|Faculty and Research
Bryan R. Cullen, PhD
James B. Duke Professor
Director, Center for Virology
My laboratory works on two distinct groups of pathogenic viruses, i.e., the herpesvirus and retrovirus families. In the case of the herpesviruses, our research is focused on the role of virally encoded microRNAs in viral replication and pathogenesis. Herpesviruses, almost uniquely among viruses, have been found to encode numerous microRNAs, many of which were first identified by my group. Herpesviruses use microRNAs to downregulate the expression of specific cellular and viral mRNAs in infected, particularly latently infected, cells. Our research is particularly focused on the human γ-herpesviruses KSHV and EBV and on the α-herpesviruses HSV-1 and HSV-2. In the case of KSHV and EBV, we have obtained data showing that virally encoded microRNAs can disrupt regulation of the cell cycle by targeting cellular tumor suppressor proteins, such as the cyclin dependent kinase inhibitor p21. In this way, these viral miRNAs play a key role in promoting the known oncogenic potential of KSHV and EBV. In the case of HSV-1 and HSV-2, our data indicate that the viral microRNAs help to maintain these viruses in a latent state in infected neurons, at least in part by downregulating viral immediate early proteins that activate entry into the lytic viral life cycle.

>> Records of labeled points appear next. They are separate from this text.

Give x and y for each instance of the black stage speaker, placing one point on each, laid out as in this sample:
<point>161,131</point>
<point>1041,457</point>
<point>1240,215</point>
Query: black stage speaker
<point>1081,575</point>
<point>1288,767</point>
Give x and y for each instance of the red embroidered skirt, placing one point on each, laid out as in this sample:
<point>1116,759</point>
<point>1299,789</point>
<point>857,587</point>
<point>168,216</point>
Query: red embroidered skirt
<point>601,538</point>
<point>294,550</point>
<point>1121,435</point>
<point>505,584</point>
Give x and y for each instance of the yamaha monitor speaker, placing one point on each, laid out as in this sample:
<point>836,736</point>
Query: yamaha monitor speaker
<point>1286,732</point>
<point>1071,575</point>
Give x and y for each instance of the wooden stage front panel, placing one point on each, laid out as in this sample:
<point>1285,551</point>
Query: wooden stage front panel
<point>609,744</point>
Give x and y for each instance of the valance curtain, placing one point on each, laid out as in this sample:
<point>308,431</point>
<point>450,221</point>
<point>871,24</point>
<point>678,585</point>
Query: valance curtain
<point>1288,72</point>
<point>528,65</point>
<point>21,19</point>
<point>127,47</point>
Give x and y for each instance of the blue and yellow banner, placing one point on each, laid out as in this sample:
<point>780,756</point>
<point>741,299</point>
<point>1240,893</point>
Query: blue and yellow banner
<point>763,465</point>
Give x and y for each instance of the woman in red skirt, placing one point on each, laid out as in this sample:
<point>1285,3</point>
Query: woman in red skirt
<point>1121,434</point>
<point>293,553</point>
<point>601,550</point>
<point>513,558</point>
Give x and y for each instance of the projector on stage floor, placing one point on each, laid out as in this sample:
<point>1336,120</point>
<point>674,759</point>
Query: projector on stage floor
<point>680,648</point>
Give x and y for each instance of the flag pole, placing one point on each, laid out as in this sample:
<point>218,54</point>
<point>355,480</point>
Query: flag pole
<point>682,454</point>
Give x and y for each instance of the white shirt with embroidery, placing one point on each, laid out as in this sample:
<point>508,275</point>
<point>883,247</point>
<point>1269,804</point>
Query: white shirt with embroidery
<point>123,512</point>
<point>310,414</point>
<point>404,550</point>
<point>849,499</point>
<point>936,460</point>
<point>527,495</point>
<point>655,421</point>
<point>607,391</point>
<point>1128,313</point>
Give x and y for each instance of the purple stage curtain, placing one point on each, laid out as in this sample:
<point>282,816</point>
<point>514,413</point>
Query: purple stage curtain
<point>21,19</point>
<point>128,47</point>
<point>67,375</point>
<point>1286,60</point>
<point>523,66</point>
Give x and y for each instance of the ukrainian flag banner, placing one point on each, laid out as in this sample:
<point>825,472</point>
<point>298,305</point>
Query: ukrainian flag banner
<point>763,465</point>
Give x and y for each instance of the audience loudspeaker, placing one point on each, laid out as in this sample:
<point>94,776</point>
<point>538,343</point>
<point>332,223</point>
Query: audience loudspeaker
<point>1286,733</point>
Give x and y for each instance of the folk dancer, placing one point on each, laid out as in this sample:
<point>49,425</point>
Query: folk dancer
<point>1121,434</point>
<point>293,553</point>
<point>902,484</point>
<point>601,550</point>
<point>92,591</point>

We are actively pursuing the possibility that chemotherapeutic intervention targeting these α-herpesvirus microRNAs might disrupt viral latency and hence provide an approach to curing patients persistently infected by these viral pathogens.
Our research in the retrovirus field is focused on cellular proteins that confer innate resistance to retroviral infection and also retrotransposon mobility. We are primarily working on the APOBEC3 family of resistance factors, which plays a key role in regulating the species tropism of retroviruses, and on mechanisms developed by viruses to resist inhibition by the APOIBEC3 proteins expressed in their cognate host species. We are also interested in the TREX proteins, which appear to act by degrading single-stranded reverse transcripts in the cytoplasm. Together, these projects are targeting multiple questions at the interface of viral pathogenesis and host antiviral immunity.